The prince is a dissolute, shallow, self-indulgent man in his late 40s. When Gods Die opens with him ensconced in the seaside resort of Brighton, where he plans to seduce Guinevere Anglessey, the young and beautiful wife of the elderly marquis of Anglessey.
Guinevere has joined George in a private “cabinet,” but she is unresponsive to his advances. This angers the prince, who resents being rejected by Guinevere, until he eventually realizes a key fact that changes everything. Guinevere is dead. Murdered. Stabbed in the back with a dagger. A dagger that belongs to the Prince of Wales.
Suspicion quickly falls on the prince, who denies wrongdoing. And he’s telling the truth. An autopsy reveals that the stabbing did not kill Guinevere. She was poisoned in London several hours before the prince entered his “cabinet” in Brighton, stabbed after she was dead, and then transported to Brighton, where her lifeless body was placed in the prince's room in a pose that initially led him to believe she was alive.
Presumably, the murderer(s) goal was to further discredit the already unpopular prince.
Enter Sebastian St. Cyr, Viscount Devlin and the protagonist of C.S. Harris’ mystery series, which includes some 20 novels. (When Gods Die is the second one.) St. Cyr solved two heinous murders in the previous novel, and a political fixer in the regent’s circle entices him to investigate this one as well.

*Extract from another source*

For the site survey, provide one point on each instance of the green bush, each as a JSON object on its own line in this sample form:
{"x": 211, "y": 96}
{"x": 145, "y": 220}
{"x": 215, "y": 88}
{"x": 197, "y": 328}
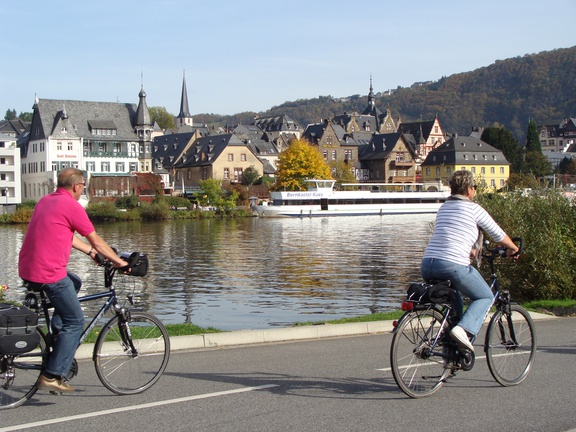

St. Cyr has a compelling reason to take on the case. At the time of her death, Guinevere was wearing an ancient necklace that once belonged to St. Cyr’s mother, Sophie, who, St. Cyr believes, drowned while he was a child. Neither the body nor the necklace was ever recovered, so how did the necklace end up on Guinevere so many years later?
The nobleman turned amateur detective is not flying solo as he digs into the murder. His lover, a successful London actress named Kat Boleyn, is supportive and helpful, although she has a dark secret that she has not shared with St. Cyr. Paul Gibson, a surgeon and “anatomist” who, like St. Cyr, served in the Napoleonic Wars, is on hand too, to offer medical advice and conduct the occasional autopsy.
The viscount also gets invaluable help from 12-year-old Tom, a former pickpocket who is adept a ferreting out useful information from the city’s seamier quarters — until he is imprisoned after he gets caught spying on men who are storing kegs of gunpowder in the cellar of a London inn. In light of widespread hostility toward Prince George, is a plot afoot to undermine the monarchy?
As she did in the series debut, What Angels Fear, Harris cooked up a page turner in When Gods Die, as St. Cyr searches for clues, dodges the bad guys (or tries to) and weighs the evidence against various potential suspects. Eventually, he races to rescue Tom, to prevent the lad from possibly being hanged for allegedly stealing a watch, which he did not do.
The main appeal of the St. Cyr mysteries, at least in the case of the two I’ve read so far, is watching the intrepid viscount solve dastardly crimes without getting himself too badly banged up. A side benefit is that Harris peppers her plots with plenty of period detail, including unusual or archaic terms that will send curious readers reaching for (or clicking on) a dictionary.
A "Friday face," for example? It’s a dismal facial expression (in use since before the Reformation). And an "abigail"? That’s a lady’s personal maid (dating back to the 17th century). Not terms that are likely to crop up in day-to-day conversations, but it never hurts to expand our vocabulary.